DigitalDilemma@lemmy.ml · 7 months ago

Doh - another example of my muddled thinking.

Fail2ban will work directly on haproxy’s log, no need to read the web logs from containers at all. Much simpler and better.

Para_lyzed@lemmy.world · 7 months ago

Yeah, I’ve always used fail2ban on the main server with my dockerized services. Works great, and requires very little work.

lettruthout@lemmy.world · 7 months ago

Thanks for writing this up, it’s very interesting!

StarDreamer@lemmy.blahaj.zone · edit-2 7 months ago

I’ve recently moved from fail2ban to crowdsec. It’s nice and modular and seems to fit your use case: set up a http 404/rate-limit filter and a cloudflare bouncer to ban the IP address at the cloudflare level (instead of IPtables). Though I’m not sure if the cloudflare tunnel would complicate things.

Another good thing about it is it has a crowd sourced IP reputation list.

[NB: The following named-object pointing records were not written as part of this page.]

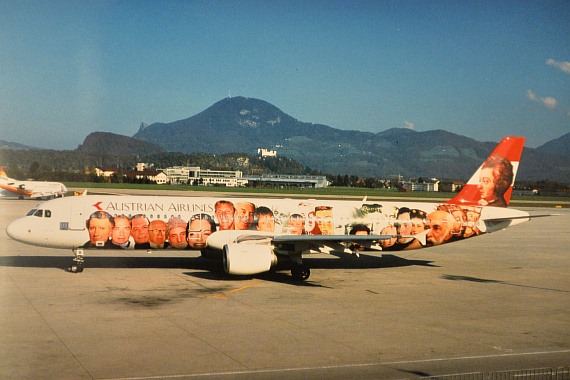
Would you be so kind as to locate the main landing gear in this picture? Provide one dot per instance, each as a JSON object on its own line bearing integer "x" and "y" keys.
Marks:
{"x": 77, "y": 266}
{"x": 300, "y": 272}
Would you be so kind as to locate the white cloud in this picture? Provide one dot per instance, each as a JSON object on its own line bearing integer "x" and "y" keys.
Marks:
{"x": 548, "y": 102}
{"x": 563, "y": 66}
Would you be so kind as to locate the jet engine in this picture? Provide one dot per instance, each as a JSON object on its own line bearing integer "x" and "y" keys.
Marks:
{"x": 246, "y": 259}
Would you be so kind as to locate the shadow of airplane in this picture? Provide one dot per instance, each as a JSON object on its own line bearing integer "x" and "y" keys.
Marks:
{"x": 212, "y": 269}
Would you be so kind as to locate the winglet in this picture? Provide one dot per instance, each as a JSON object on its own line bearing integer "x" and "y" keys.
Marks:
{"x": 492, "y": 184}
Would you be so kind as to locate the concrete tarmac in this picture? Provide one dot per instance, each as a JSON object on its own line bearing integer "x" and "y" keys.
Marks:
{"x": 493, "y": 303}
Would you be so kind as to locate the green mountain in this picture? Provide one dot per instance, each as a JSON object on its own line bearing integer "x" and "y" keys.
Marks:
{"x": 242, "y": 124}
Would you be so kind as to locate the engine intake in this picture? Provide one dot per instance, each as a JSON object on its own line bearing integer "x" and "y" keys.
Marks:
{"x": 247, "y": 259}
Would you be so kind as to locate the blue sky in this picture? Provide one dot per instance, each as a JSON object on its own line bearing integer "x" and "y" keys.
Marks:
{"x": 483, "y": 69}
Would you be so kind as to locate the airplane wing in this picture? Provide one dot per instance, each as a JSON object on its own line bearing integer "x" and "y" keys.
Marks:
{"x": 330, "y": 238}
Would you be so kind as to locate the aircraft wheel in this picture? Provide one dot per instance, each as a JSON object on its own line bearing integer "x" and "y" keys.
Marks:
{"x": 76, "y": 268}
{"x": 301, "y": 272}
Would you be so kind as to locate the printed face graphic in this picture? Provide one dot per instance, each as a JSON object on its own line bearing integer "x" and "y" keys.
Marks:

Too many blocks from other users = preemptive ban.

DigitalDilemma@lemmy.ml · 7 months ago

Thanks, I’ve not heard of that, it sounds like it’s worth a look.

I don’t think the tunnel would complicate blocking via the cloudflare api, but there is a limit on the number of IPs you can ban that way, so some expiry rules are necessary.

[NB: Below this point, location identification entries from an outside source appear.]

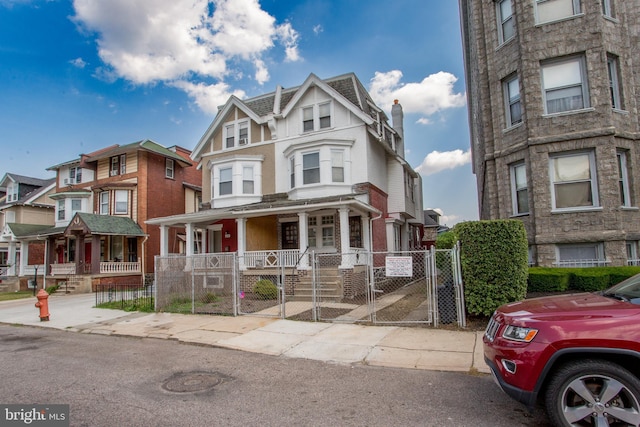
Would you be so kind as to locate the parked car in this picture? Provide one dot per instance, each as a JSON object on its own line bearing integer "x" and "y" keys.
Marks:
{"x": 577, "y": 354}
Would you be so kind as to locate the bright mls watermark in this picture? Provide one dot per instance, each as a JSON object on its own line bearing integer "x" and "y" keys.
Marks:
{"x": 34, "y": 415}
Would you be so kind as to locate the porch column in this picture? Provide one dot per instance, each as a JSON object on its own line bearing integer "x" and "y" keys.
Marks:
{"x": 24, "y": 257}
{"x": 303, "y": 226}
{"x": 347, "y": 262}
{"x": 242, "y": 240}
{"x": 366, "y": 233}
{"x": 189, "y": 248}
{"x": 164, "y": 241}
{"x": 11, "y": 260}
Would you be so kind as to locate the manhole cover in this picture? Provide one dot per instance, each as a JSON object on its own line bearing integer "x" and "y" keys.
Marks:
{"x": 189, "y": 382}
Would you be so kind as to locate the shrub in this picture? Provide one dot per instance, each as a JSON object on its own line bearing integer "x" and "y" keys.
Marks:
{"x": 265, "y": 289}
{"x": 493, "y": 257}
{"x": 548, "y": 280}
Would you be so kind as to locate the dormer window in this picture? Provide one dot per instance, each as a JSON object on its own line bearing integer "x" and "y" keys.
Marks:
{"x": 316, "y": 117}
{"x": 236, "y": 134}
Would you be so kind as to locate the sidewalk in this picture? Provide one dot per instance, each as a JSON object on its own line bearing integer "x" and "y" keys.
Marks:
{"x": 389, "y": 346}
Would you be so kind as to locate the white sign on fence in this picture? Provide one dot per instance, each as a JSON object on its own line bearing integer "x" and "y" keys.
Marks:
{"x": 399, "y": 266}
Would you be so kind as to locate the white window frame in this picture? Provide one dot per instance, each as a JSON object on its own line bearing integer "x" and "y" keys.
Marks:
{"x": 591, "y": 180}
{"x": 613, "y": 67}
{"x": 169, "y": 168}
{"x": 511, "y": 99}
{"x": 104, "y": 203}
{"x": 598, "y": 258}
{"x": 558, "y": 76}
{"x": 118, "y": 204}
{"x": 506, "y": 19}
{"x": 623, "y": 179}
{"x": 543, "y": 10}
{"x": 518, "y": 188}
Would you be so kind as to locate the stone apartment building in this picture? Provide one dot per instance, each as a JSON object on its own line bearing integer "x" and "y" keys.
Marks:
{"x": 553, "y": 93}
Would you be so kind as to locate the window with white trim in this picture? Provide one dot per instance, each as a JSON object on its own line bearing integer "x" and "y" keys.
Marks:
{"x": 337, "y": 165}
{"x": 513, "y": 106}
{"x": 573, "y": 181}
{"x": 122, "y": 201}
{"x": 226, "y": 181}
{"x": 316, "y": 117}
{"x": 169, "y": 168}
{"x": 104, "y": 203}
{"x": 580, "y": 254}
{"x": 623, "y": 179}
{"x": 564, "y": 84}
{"x": 247, "y": 180}
{"x": 519, "y": 189}
{"x": 614, "y": 82}
{"x": 311, "y": 168}
{"x": 553, "y": 10}
{"x": 506, "y": 21}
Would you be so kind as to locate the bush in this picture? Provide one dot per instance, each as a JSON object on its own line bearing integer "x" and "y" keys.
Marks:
{"x": 265, "y": 289}
{"x": 548, "y": 280}
{"x": 494, "y": 261}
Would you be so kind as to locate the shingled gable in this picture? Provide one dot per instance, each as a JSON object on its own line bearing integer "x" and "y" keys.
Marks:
{"x": 104, "y": 225}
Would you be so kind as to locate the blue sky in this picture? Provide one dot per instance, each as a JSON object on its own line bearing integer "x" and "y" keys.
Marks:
{"x": 76, "y": 76}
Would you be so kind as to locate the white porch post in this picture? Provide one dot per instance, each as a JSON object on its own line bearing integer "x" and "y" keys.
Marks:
{"x": 24, "y": 257}
{"x": 189, "y": 248}
{"x": 303, "y": 225}
{"x": 12, "y": 259}
{"x": 164, "y": 241}
{"x": 242, "y": 241}
{"x": 347, "y": 262}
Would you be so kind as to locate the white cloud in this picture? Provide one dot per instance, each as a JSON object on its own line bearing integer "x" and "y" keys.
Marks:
{"x": 207, "y": 96}
{"x": 150, "y": 41}
{"x": 433, "y": 94}
{"x": 437, "y": 161}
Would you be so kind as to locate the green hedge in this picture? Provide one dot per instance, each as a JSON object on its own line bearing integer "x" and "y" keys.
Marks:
{"x": 493, "y": 257}
{"x": 590, "y": 279}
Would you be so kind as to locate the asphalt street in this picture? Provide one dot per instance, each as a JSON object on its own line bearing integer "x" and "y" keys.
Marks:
{"x": 127, "y": 381}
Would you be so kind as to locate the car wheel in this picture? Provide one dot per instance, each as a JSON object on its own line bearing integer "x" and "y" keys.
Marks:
{"x": 593, "y": 393}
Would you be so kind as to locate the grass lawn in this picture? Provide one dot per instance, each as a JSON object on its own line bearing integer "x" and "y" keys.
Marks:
{"x": 6, "y": 296}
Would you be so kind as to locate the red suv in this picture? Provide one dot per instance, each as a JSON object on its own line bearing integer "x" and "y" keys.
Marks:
{"x": 577, "y": 354}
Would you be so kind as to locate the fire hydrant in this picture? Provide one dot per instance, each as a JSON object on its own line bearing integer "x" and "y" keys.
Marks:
{"x": 43, "y": 305}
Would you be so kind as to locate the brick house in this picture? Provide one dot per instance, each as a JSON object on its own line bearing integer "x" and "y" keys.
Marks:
{"x": 314, "y": 168}
{"x": 102, "y": 201}
{"x": 553, "y": 111}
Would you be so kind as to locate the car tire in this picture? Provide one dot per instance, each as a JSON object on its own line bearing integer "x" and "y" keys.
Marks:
{"x": 593, "y": 392}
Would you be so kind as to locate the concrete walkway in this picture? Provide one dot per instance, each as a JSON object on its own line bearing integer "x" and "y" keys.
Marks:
{"x": 390, "y": 346}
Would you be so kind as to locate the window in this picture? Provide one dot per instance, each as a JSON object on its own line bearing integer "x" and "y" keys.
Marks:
{"x": 614, "y": 83}
{"x": 564, "y": 85}
{"x": 573, "y": 181}
{"x": 247, "y": 180}
{"x": 61, "y": 210}
{"x": 104, "y": 203}
{"x": 519, "y": 189}
{"x": 337, "y": 166}
{"x": 513, "y": 107}
{"x": 506, "y": 21}
{"x": 292, "y": 170}
{"x": 552, "y": 10}
{"x": 607, "y": 8}
{"x": 322, "y": 226}
{"x": 76, "y": 206}
{"x": 623, "y": 179}
{"x": 226, "y": 181}
{"x": 311, "y": 168}
{"x": 580, "y": 255}
{"x": 168, "y": 168}
{"x": 122, "y": 201}
{"x": 307, "y": 119}
{"x": 325, "y": 115}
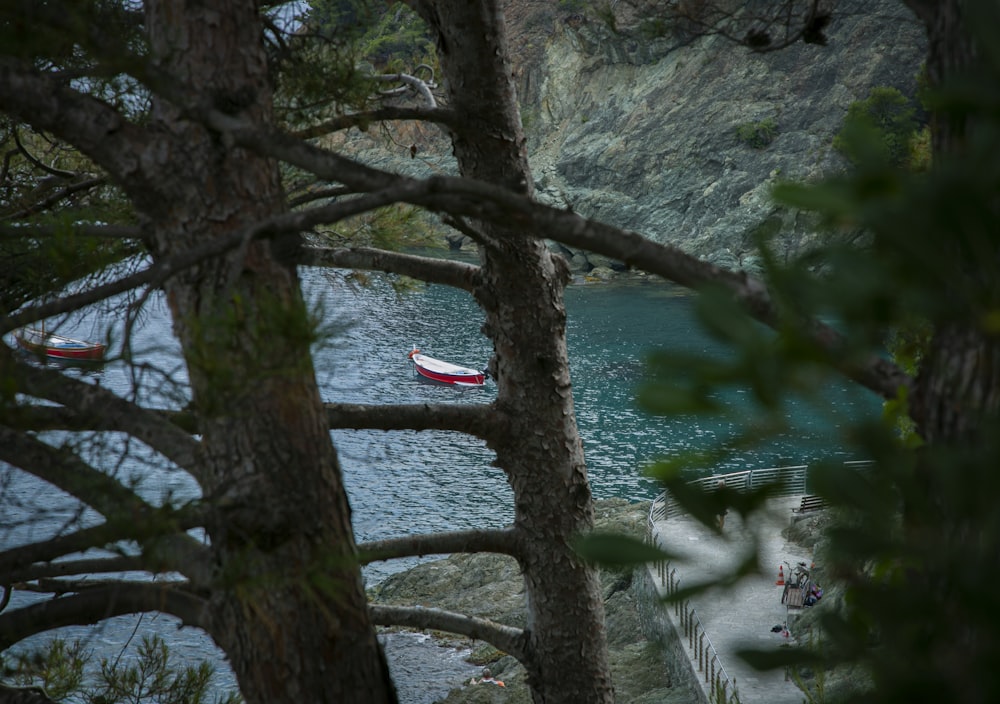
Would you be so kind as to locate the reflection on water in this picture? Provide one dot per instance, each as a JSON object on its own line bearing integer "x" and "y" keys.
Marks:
{"x": 402, "y": 483}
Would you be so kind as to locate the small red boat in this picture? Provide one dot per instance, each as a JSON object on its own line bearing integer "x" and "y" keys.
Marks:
{"x": 46, "y": 344}
{"x": 445, "y": 372}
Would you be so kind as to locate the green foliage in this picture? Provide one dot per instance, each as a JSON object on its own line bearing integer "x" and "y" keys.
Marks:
{"x": 151, "y": 677}
{"x": 59, "y": 669}
{"x": 914, "y": 544}
{"x": 757, "y": 135}
{"x": 881, "y": 126}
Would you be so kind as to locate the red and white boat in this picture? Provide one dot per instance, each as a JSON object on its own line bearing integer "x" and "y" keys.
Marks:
{"x": 46, "y": 344}
{"x": 445, "y": 372}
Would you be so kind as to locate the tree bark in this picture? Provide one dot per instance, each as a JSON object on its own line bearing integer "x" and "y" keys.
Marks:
{"x": 521, "y": 292}
{"x": 289, "y": 608}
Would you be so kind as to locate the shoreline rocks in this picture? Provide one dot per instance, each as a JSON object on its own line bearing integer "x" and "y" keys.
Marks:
{"x": 490, "y": 586}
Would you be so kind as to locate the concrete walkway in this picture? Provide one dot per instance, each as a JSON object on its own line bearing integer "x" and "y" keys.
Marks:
{"x": 741, "y": 616}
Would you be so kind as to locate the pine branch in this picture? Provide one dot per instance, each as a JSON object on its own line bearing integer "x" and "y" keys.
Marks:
{"x": 166, "y": 547}
{"x": 481, "y": 421}
{"x": 111, "y": 412}
{"x": 95, "y": 605}
{"x": 436, "y": 271}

StarDreamer@lemmy.blahaj.zone · edit-2 7 months ago

Pretty sure expiry is handled by the local crowdsec daemon, so it should automatically revoke rules once a set time is reached.

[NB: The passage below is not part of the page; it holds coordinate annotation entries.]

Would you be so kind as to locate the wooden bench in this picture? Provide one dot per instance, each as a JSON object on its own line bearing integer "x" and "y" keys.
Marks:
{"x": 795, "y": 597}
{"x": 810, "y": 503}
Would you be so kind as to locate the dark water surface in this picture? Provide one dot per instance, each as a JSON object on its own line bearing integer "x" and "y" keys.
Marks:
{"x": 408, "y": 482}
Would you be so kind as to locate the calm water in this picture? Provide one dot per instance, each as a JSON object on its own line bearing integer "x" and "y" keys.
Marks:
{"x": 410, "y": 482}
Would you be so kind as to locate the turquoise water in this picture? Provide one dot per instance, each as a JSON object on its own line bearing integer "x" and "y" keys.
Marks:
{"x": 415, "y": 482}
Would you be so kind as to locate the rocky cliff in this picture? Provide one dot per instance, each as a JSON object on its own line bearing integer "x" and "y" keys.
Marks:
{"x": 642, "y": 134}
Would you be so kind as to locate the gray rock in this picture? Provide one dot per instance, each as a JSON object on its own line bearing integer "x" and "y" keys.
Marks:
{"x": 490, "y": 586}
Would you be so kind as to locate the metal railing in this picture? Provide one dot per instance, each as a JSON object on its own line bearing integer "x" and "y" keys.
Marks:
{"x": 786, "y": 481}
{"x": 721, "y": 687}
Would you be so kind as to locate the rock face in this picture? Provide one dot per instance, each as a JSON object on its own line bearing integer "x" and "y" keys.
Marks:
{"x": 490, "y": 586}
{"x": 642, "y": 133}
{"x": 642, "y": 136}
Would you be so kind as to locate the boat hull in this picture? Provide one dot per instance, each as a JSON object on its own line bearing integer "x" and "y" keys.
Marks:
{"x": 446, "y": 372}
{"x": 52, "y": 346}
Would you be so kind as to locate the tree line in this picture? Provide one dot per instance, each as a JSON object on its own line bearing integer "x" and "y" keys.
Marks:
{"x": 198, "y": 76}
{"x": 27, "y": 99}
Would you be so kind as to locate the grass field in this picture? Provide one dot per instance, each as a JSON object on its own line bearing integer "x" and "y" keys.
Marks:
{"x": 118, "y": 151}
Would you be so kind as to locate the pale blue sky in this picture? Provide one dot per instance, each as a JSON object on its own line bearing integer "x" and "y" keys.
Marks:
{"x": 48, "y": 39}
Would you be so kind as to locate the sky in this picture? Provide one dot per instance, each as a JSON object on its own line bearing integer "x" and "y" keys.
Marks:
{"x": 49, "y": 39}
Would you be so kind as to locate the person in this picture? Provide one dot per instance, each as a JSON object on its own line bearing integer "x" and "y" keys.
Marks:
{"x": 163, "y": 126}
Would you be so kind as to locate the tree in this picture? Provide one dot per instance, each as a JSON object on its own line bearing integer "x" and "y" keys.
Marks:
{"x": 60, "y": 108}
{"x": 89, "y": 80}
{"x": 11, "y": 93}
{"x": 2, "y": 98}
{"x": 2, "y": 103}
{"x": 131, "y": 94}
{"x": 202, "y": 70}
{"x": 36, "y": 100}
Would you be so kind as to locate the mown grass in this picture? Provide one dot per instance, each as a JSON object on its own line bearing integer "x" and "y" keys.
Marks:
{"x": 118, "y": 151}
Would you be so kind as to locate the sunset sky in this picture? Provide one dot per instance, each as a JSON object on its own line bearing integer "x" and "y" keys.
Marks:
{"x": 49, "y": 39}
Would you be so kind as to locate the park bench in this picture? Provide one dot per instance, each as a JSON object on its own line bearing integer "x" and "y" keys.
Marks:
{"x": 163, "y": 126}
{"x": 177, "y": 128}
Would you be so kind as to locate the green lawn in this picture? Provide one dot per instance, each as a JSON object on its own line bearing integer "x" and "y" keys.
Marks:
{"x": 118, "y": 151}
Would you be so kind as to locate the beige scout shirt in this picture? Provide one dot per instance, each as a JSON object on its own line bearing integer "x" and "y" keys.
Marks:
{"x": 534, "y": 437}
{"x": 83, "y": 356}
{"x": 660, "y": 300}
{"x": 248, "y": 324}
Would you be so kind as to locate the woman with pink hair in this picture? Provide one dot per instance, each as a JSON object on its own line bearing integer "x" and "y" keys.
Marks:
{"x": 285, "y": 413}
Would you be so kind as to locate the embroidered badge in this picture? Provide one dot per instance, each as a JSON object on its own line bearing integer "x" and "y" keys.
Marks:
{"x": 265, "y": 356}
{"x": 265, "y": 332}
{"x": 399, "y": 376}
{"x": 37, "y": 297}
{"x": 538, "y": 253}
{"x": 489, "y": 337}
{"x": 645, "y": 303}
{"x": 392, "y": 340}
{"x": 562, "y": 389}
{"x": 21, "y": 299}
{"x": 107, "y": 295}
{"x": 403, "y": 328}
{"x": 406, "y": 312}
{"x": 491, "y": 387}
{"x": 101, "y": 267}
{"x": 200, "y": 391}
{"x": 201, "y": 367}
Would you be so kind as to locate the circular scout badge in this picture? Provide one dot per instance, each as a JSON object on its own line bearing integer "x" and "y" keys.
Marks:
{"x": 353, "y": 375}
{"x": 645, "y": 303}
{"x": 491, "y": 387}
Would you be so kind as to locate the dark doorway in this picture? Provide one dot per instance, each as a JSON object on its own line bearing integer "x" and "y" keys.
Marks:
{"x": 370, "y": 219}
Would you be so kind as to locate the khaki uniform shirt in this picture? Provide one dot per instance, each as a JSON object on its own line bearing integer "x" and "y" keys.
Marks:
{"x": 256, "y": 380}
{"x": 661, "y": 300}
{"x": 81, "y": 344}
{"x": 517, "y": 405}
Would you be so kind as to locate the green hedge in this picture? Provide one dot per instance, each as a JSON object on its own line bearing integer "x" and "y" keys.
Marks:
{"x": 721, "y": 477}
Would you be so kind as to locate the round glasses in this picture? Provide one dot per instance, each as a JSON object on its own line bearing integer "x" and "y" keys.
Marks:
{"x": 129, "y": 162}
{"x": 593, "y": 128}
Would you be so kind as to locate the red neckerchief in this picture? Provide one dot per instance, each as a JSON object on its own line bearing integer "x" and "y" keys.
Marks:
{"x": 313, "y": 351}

At least that’s the case with the iptables and nginx bouncers (4 hour ban for probing). I would assume that it’s the same for the cloudflare one.

Alternatively, maybe look into running two bouncers (1 local, 1 CF)? The CF one filters out most bot traffic, and if some still get through then you block them locally?

DigitalDilemma@lemmy.ml · 7 months ago

I’ve just installed crowdsec and its haproxy plugin. Documentation is pretty good. I need to look into getting it to ban the ip at cloudflare - that would be neat.

Annoyingly, the claudebot spammer is back again today with a new UA. I’ve emailed the address within it politely asking them to desist - be interesting to see if there’s a reply. And yes, it is Claudebot 3 - AI.

UA:like Gecko; compatible; ClaudeBot/1.0; [email protected])

StarDreamer@lemmy.blahaj.zone · 7 months ago

iirc the bad UA filter is bundled with either base-http-scenarios or nginx. That might help assuming they aren’t trying to mask that UA.

Deebster@programming.dev · 7 months ago

Thinking there must be another way, I switched to Haproxy.

Hang on, weren’t you on Haproxy already? Or do you mean you switched your attention to Haproxy? (If not, what were you in before?)

As others have said, blocking incoming stuff as high up as possible is definitely the right way, and Cloudflare is the right place for you. It’s interesting that this bot wasn’t caught by Cloudflare, I wonder who runs it.

DigitalDilemma@lemmy.ml · 7 months ago

I mean - I switched my attention to Haproxy. And yes, no argument there.

atzanteol@sh.itjust.works · 7 months ago

I love a good post mortem. Thanks for sharing!

boredsquirrel@slrpnk.net · 7 months ago

Wow ClaudeAI, goos job!

Atemu@lemmy.ml · 7 months ago

While I wouldn’t put it past tech bros to use such unethical measures for their latest grift, it’s not a given that it’s actually claudebot. Anyone can claim to be claudebot, googlebot, boredsquirrelbot or anything else. In fact it could very well be a competitor aiming to harm Claude’s reputation.

boredsquirrel@slrpnk.net · 7 months ago

OpenAI wanting to shit on competitors?